Cash machines: are their days numbered?
Why not turn an old cardboard box “into a cash machine with buttons and pretend screen for lots of pretend play with money”? That’s one of the suggestions listed in a press release from BMO Global Asset Management on the matter of how to keep your children entertained over half term. There are various other unattractive ideas (bury money in mud for the kids to dig up… ). But this is by far the most useless.
Why? Two reasons. First cash machines are a dying breed. As we use debit cards and in particular contactless more and more, demand falls. And as demand falls (cash machine usage has been falling at a rate of about 6% a year), it makes sense (to the operators) at least to cut back on the number of machines. The number available is now falling by around 500 a month (and rising), something exacerbated by a fall in the fee providers receive per withdrawal.

Those cash machines that remain often charge for use. In Great Yarmouth, for example, half of the remaining cashpoints charge a fee (up to £2 a go). And in many other (mostly poor) areas, there were falls in the number of free-to-use machines of 30%-plus in 2018. Residents in 153 UK postal codes have no access to a free machine (they have to travel at least a kilometre to get to one).
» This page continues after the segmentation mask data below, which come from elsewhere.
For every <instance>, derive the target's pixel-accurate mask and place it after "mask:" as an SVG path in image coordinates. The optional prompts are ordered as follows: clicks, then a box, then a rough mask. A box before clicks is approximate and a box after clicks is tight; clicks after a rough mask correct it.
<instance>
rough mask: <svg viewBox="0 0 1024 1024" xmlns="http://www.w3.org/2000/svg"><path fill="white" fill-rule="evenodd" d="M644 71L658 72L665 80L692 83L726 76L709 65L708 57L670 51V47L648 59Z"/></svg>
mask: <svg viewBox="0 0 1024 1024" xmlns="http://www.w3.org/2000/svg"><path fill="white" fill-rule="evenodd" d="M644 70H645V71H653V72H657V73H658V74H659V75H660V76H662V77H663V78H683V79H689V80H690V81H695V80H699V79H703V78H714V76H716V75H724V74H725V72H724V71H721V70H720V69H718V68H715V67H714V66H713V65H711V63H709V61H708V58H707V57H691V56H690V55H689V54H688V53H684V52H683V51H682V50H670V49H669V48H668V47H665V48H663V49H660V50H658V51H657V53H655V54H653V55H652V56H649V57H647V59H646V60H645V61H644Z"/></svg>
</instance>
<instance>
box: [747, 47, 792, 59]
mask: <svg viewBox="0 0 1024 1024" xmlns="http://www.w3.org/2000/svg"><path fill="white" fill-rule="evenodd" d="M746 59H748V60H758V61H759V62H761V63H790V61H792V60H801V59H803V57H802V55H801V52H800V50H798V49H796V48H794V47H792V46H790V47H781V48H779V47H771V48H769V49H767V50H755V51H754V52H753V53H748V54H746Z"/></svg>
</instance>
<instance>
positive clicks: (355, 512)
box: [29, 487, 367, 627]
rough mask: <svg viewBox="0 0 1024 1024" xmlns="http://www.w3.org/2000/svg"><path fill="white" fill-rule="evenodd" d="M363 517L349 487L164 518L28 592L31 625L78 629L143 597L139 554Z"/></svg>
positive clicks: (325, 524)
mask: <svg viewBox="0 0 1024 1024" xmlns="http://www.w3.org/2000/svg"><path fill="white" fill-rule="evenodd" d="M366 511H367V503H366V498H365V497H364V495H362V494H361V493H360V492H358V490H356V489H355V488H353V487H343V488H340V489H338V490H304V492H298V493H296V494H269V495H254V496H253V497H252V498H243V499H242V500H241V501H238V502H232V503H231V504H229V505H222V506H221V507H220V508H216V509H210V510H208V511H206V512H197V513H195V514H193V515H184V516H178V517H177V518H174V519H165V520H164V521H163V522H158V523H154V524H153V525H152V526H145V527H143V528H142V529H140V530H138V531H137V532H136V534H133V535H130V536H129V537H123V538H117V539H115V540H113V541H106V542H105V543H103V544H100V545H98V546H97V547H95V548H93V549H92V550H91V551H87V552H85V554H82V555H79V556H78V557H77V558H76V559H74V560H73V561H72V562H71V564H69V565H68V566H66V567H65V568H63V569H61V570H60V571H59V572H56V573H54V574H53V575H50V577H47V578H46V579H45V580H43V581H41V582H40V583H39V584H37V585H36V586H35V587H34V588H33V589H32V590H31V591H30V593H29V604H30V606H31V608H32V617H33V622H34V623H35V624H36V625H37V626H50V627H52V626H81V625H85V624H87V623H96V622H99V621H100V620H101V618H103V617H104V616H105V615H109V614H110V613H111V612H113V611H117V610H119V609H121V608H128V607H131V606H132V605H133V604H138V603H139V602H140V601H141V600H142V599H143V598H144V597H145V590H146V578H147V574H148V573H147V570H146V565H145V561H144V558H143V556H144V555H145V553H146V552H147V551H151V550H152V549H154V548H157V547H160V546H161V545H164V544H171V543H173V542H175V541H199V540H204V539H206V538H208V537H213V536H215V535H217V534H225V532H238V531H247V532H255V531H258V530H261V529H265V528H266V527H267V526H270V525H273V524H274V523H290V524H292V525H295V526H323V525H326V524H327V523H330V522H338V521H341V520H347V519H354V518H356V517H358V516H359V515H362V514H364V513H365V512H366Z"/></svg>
Look at the new world of cash machines like this and the truth is that if you wanted your kids to play cashpoints in a way that might help them as adults, you’d have to make the them take two buses, walk two miles and then hand over £1.50 just to be allowed to use the thing in the first place.
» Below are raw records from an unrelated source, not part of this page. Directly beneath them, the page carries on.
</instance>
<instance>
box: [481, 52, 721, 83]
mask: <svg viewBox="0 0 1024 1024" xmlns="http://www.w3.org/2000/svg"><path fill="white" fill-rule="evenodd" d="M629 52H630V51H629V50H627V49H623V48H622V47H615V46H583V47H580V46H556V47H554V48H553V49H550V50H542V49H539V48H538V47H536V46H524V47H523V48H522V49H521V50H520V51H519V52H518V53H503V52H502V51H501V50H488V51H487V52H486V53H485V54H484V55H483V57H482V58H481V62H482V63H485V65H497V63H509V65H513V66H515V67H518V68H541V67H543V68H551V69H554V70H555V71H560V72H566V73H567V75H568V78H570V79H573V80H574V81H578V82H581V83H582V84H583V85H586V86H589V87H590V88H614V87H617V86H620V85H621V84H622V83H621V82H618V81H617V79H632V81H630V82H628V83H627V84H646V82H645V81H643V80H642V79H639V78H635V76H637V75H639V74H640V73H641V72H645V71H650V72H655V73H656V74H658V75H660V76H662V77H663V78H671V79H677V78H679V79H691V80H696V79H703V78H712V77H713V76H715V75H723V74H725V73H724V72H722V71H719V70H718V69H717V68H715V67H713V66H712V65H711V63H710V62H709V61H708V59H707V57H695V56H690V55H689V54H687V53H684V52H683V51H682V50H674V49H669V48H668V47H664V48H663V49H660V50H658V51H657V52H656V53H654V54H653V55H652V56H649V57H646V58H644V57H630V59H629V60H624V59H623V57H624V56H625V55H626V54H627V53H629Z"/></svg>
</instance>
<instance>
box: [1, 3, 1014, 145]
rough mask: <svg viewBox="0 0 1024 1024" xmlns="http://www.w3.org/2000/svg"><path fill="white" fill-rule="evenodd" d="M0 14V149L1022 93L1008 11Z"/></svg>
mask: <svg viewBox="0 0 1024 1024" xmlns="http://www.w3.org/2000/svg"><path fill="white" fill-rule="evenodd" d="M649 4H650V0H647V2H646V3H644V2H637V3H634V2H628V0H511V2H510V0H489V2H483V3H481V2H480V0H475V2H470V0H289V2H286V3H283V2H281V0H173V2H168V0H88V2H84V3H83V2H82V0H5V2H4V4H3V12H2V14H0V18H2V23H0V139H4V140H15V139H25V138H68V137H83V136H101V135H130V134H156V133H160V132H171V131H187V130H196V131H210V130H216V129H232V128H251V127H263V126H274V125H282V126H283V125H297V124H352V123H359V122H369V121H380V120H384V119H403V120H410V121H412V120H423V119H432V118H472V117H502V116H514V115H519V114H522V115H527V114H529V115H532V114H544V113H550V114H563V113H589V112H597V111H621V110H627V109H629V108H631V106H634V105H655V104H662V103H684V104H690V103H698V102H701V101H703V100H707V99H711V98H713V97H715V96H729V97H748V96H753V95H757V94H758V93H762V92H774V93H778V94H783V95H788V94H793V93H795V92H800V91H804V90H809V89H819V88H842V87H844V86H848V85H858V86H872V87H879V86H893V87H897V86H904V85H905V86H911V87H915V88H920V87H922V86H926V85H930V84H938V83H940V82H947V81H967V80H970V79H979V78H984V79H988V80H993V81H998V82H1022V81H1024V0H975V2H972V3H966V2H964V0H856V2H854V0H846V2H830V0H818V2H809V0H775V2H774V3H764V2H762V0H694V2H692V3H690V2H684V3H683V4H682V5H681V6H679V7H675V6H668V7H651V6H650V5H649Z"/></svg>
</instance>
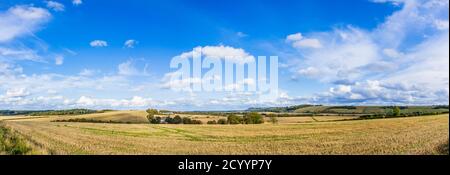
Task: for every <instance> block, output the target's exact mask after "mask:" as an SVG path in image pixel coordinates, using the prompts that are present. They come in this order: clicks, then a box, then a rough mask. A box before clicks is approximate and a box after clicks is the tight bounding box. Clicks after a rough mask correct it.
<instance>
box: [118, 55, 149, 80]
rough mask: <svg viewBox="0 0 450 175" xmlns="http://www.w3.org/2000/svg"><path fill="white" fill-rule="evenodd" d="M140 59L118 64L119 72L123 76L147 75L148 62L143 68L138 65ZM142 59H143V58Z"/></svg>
mask: <svg viewBox="0 0 450 175" xmlns="http://www.w3.org/2000/svg"><path fill="white" fill-rule="evenodd" d="M137 61H139V60H132V59H131V60H127V61H125V62H123V63H121V64H119V65H118V66H117V69H118V74H119V75H123V76H146V75H149V73H148V64H147V63H145V64H144V67H143V69H142V70H140V69H138V68H137V67H136V62H137ZM141 61H142V60H141Z"/></svg>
The second reason is about very low and negative interest rates – in our new world of no returns on deposits isn’t everyone going to keep more cash at home? And, if so, who needs cashpoints? Because in the world of negative interest rates we are heading for, everyone is going to keep their cash at home. People in the US, Europe and Japan are “hoarding physical cash like never before” says Bloomberg.
In the US currency in circulation stood at about 5.6% of GDP in 2008. It is now 8.2% – “close to the highest level in 36 years.” And that cash looks to be being used not so much as something to use to exchange value, but as an actual as a store of value – the number of $100 bills held is up, for example. And why not? If you don’t much trust the banks and they aren’t paying you interest anyway, why let them look after your cash.
I have an idea for a more realistic half term game. How about burying Mummy’s money under the mattress while she shops online for a safe?